To complicate matters further, the sellers and the buyer may also have differing views on what is achievable in the future. If the sellers were to stay on in the business, there would be continuity in terms of leadership, supplier and customer relationships etc. Therefore, in a growing business, the sellers are often very optimistic about the future prospects of the business and therefore expect a higher value for their shares. However, the buyer on the other hand, would be stepping into the owners’ shoes for perhaps the first time in their lives. The senior management team face an uphill challenge as there would be steep learning costs of becoming the new owners. At the same time, they would be expected to ‘hit the ground running’ to keep the transitioning to a new ownership as smooth as possible for the suppliers, customers and the employees. These ‘costs of new ownership’ are likely to affect performance in the near short term and hence, the buyer probably has a less optimistic view of the near future prospects of the business and therefore a lower valuation expectation for the company.
So, is there a solution to the valuation conundrum?
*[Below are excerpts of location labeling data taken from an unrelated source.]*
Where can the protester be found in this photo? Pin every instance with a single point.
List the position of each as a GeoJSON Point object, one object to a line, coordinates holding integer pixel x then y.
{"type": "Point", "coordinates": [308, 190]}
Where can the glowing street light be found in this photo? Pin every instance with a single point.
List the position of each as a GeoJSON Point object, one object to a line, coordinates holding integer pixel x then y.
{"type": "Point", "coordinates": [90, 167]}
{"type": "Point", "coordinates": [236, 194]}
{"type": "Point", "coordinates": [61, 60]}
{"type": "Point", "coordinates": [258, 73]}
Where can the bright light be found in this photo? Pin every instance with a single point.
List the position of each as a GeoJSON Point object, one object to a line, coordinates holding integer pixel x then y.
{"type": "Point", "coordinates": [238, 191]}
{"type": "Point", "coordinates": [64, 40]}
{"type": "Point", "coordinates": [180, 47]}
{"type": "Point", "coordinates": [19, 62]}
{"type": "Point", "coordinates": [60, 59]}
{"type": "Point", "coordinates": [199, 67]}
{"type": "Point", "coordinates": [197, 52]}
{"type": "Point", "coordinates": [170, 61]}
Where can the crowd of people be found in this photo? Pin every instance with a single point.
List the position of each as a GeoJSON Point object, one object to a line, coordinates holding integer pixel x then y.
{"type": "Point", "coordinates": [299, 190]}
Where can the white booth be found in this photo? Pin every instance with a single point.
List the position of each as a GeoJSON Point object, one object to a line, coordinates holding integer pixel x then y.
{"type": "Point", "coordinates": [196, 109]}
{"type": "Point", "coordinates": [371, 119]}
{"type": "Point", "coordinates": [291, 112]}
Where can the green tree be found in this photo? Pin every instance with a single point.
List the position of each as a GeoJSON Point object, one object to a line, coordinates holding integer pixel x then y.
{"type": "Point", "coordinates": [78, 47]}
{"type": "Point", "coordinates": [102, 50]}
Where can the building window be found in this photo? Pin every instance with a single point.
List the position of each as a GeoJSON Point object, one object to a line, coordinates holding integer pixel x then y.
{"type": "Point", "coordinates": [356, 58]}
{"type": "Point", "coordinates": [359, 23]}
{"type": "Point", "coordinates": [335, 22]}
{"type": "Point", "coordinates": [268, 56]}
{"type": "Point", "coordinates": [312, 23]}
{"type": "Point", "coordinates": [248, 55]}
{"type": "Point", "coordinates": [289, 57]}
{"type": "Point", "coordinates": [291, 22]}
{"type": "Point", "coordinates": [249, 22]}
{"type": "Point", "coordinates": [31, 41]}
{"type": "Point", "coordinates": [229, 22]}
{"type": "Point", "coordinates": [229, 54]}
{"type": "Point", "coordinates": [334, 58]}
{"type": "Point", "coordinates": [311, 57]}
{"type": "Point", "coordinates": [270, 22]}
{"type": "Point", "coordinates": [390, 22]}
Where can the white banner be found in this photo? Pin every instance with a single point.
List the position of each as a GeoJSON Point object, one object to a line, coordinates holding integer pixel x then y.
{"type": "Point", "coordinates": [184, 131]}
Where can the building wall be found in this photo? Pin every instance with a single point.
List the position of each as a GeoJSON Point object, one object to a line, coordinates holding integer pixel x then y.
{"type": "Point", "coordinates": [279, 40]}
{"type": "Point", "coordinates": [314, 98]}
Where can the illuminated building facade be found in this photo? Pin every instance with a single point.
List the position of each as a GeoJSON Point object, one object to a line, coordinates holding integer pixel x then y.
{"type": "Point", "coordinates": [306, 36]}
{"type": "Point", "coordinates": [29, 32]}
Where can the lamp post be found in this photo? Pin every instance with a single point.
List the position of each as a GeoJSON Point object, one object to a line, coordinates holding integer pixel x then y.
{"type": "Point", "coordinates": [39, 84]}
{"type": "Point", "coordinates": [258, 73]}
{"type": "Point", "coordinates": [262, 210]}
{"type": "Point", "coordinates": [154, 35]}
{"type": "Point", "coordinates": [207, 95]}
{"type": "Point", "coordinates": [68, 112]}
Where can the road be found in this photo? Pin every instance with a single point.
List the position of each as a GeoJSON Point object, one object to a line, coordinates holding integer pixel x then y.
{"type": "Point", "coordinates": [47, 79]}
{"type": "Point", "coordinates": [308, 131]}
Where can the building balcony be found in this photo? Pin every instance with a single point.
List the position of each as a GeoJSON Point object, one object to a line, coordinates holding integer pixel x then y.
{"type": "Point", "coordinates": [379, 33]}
The answer is yes! The buyer needs to see things from the sellers’ viewpoint and the sellers would need to see things from the buyers’ viewpoint to arrive at the ‘right price’. The beauty of an MBO is that since the buyer and the sellers usually already have a good working relationship, it is much easier for each party to see things from the others’ viewpoint. This encourages the buyer and the sellers to seek a ‘common ground’ and cross the expectation bridge together. Once this common ground is reached, the headline price is agreed upon.
Now that the headline price has been agreed upon, can the buyer and sellers rest in peace? Not quite yet. The price agreed between the buyer and the sellers will most likely be what is termed as the ‘enterprise value’ of the company. This is the value of the business on a ‘cash free debt free basis’ i.e. it excludes any debt/ financing in the business and its cash reserves. So, in effect, this is not the final price that is payable to the sellers. The enterprise value of the company is subject to ‘debt’ and ‘cash’ adjustments. Again, the definitions of debt and cash may seem straightforward, but in real life, these can be quite contentious too. The cash adjustment usually refers to any cash in the business that is not part of the working capital cycle of the company. Both these adjustments are particularly relevant to companies that have high levels of debt or cash on their balance sheet. In our professional lives, we have seen transactions where the cash adjustment was more than the enterprise value of the company and the debt adjustment accounted for over 80% of the deal value!
These adjustments are also agreed upon through negotiations between the buyer and the sellers. In rare cases, transactions can fall apart due to disagreement between the buyer and sellers over the debt and cash adjustments. However, this is far less likely to happen in an MBO, where the buyer and sellers will already have a good idea of what the debt and cash position is in the company as they have both been involved in the operations of the business.
The final price after adjustments for cash and debt is termed the ‘equity value’ of the company. This is the value that will be realised by the sellers in respect of their shareholding in the business. The agreement over the equity value marks a big step towards the completion of the MBO, and in most cases, one of the principal ‘pressure points’ of the deal.
As can be seen, getting the price right is no mean feat … it requires patience and empathy from both the buyer and the sellers. It is highly advisable to consult an experienced advisor to assist with the valuation process (and beyond) of the MBO as this can greatly help narrow the expectation gap between the buyer and the sellers.